By Ralf E. Kreuger
Cape Town : Africa will probably show economic growth of 6.2 percent this year, a slower spread of the HIV/AIDS virus, fewer wars and kleptocrats.
"Africa is showing a clear upwards trend as a result of various reforms – we are looking towards the future positively," said Cynthia Carroll, the Chief Executive Officer of Anglo American, the world's third-biggest mining group.
Speaking during the World Economic Forum that ended here Friday, Carroll announced that Anglo American would invest $3.5 billion over the next five years in the continent.
Yet, there can be no mention of an all-clear signal for Africa, the world's biggest social welfare case. The second largest continent is rich in resources, but only accounts for 2.2 percent of world trade and still registers too little growth in order to reduce widespread poverty.
There is a lack of money for education, infrastructure and the health system. Two-thirds of 850 million Africans live from agriculture, who in view of climate change can barely produce enough to live on.
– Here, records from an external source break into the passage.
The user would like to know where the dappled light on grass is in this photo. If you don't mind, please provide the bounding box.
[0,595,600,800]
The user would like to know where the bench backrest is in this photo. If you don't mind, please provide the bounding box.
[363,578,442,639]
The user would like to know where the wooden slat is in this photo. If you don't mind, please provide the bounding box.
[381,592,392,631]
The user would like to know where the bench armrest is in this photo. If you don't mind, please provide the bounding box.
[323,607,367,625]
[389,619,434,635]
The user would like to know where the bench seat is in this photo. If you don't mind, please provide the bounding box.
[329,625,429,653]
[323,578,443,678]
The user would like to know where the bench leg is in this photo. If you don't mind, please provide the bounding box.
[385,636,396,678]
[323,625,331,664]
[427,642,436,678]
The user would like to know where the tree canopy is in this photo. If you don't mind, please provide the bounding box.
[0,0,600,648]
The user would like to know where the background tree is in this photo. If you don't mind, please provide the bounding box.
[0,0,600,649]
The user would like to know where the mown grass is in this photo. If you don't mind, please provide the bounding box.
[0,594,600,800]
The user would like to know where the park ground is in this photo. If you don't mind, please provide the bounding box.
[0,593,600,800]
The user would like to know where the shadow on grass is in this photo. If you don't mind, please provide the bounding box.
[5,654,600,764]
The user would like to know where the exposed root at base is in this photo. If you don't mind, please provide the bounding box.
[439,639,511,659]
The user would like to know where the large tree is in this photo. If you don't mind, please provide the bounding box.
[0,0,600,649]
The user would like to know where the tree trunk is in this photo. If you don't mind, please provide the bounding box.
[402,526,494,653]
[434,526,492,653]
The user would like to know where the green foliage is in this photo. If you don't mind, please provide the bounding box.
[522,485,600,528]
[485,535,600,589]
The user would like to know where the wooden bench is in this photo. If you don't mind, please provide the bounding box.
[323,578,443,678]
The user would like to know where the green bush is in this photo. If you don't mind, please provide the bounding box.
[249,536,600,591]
"And in many countries presently on a growth course, a lack of well-trained specialists is slowing down that trend," said John Page, Chief Economist for the Africa region at the World Bank.
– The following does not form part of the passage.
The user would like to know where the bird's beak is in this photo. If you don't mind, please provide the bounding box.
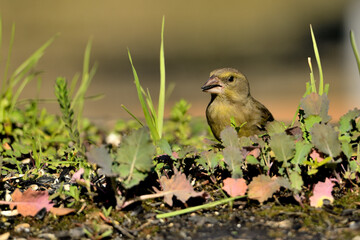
[201,77,224,94]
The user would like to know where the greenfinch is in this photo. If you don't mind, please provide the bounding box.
[201,68,274,141]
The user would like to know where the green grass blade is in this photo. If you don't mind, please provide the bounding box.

Nevertheless, he predicted good outlooks for Africa and called on Africans to now link up the success in the mobile phone sector with the Internet.
Since 2003, the mobile phone sector has had annual growth rates of 40 percent in Africa. The continent's high mobile phone penetration was also creating the foundations for new paths in the financial sector, he said.
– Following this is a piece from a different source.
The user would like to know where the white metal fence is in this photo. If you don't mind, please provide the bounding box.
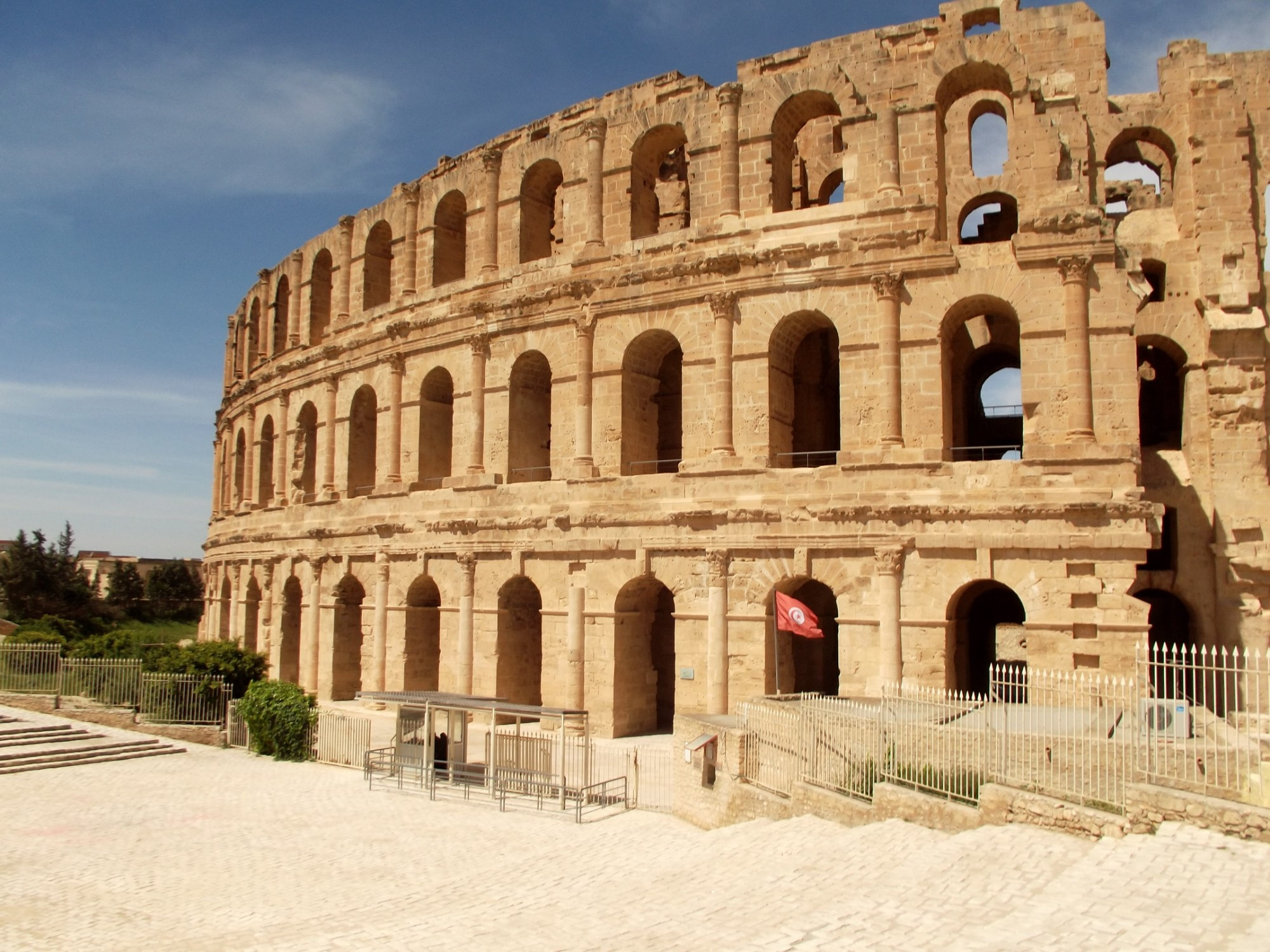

A model, which has proven successful mainly in Kenya, allows people without a bank account to complete money transfers per mobile phone.
A fund presented in Cape Town would in future give such a model a financial boost while former United Nations secretary general Kofi Annan is to head an Alliance for a Green Revolution in Africa (AGRA), a public charity initiative which aims to reduce hunger and poverty. It would at least render African farmers self-sufficient and secure their access to markets.
The reform partnership between Europe and Africa as promoted by German Chancellor Angela Merkel and Germany's President Horst Koehler was welcomed at the conference in Cape Town.
The seven leading industrial nations plus Russia, who form the Group of Eight, had promised during last week's G8 summit in Heiligendamm to double development assistance to $50 billion annually, half of which would benefit Africa.
However, the large number of delegations from India and China at the forum in Cape Town attracted far greater attention.
"We are trying to help Africa become part of globalisation," said Li Ruogu the president of China's Exim-Bank. The former member of the Chinese Central Bank put African-Chinese trade at $55 billion for 2006. The bank is supporting around 300 infrastructural projects in Africa including motorways, airports and hospitals.
Li said: "So far, all investments made in Africa have been successful."
Asked about human rights, he termed them "fantastic ideals" which came in the wake of economic development.